Сильвестр Петрович, побелев сам не меньше мужика, опустился перед ним на колени, стал оттирать его, встряхивать, поднял лохматую голову, послал Егоршу к саням за водкой. Мужик икнул, открыл детские глаза.
В ветвях сосны, вверху, надсадно кричала ворона, точно проклинала на своем языке.
— Что ж ты, дурак экой, — сказал Иевлев. — Чего разбойничаешь? В чем душа только держится…
У мужика покривились губы, сказал едва слышно:
— Беглые мы… С верфи. Били там — тридцать кнутов… Раньше-то мы здоровые были, ничего…

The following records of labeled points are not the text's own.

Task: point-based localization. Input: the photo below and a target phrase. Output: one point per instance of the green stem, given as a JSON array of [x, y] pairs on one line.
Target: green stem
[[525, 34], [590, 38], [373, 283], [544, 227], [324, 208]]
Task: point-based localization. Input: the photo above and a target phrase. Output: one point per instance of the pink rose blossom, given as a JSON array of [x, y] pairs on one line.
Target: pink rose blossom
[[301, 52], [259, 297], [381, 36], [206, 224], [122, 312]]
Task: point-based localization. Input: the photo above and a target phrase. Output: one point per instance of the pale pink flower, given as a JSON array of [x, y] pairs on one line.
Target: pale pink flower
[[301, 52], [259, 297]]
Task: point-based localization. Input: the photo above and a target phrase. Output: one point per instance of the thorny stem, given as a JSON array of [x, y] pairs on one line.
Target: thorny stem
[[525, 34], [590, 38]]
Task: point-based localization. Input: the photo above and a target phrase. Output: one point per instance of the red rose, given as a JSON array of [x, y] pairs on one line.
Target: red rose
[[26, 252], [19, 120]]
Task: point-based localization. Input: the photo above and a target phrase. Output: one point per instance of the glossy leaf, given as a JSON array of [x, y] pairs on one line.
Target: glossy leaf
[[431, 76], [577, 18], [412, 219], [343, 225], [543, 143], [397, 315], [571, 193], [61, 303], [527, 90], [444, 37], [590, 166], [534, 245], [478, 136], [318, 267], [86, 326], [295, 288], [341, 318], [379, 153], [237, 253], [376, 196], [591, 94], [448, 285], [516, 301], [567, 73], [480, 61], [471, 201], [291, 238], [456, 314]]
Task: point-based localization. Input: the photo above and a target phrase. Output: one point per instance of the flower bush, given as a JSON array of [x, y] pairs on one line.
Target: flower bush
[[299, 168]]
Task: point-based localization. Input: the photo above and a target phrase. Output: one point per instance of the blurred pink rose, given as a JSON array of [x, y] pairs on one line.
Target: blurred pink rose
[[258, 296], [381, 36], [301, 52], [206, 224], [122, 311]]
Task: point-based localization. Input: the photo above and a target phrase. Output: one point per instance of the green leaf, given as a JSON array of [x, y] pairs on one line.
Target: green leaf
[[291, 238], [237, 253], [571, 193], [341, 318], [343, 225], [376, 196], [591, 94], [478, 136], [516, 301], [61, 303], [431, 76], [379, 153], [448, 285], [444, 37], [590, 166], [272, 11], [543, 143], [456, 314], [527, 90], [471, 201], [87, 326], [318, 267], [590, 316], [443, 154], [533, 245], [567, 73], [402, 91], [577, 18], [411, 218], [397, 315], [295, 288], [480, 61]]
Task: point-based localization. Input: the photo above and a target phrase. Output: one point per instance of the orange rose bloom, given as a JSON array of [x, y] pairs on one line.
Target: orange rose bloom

— Вставай, застудишься! — посоветовал ямщик. — Мужик сел на розвальни, снял с себя драный кушак, подал ямщику:
— Вяжи, что ли… Чего так-то…
У Иевлева перехватило горло — таким страшным безысходным отчаянием повеяло от этого жеста: вяжи, что ли. Тихо, еле шевеля губами, мужик добавил:
— Разве сдюжаешь с вами. Вы, небось, и хлебушко едите…
— Иди отсюда к черту! — раздельно произнес Иевлев. — Слышишь?
— Оно как же? Вроде бы прощаете? — спросил мужик.
— Иди, иди! — заторопил ямщик. — Ну, вали, пока вожжой не ожег!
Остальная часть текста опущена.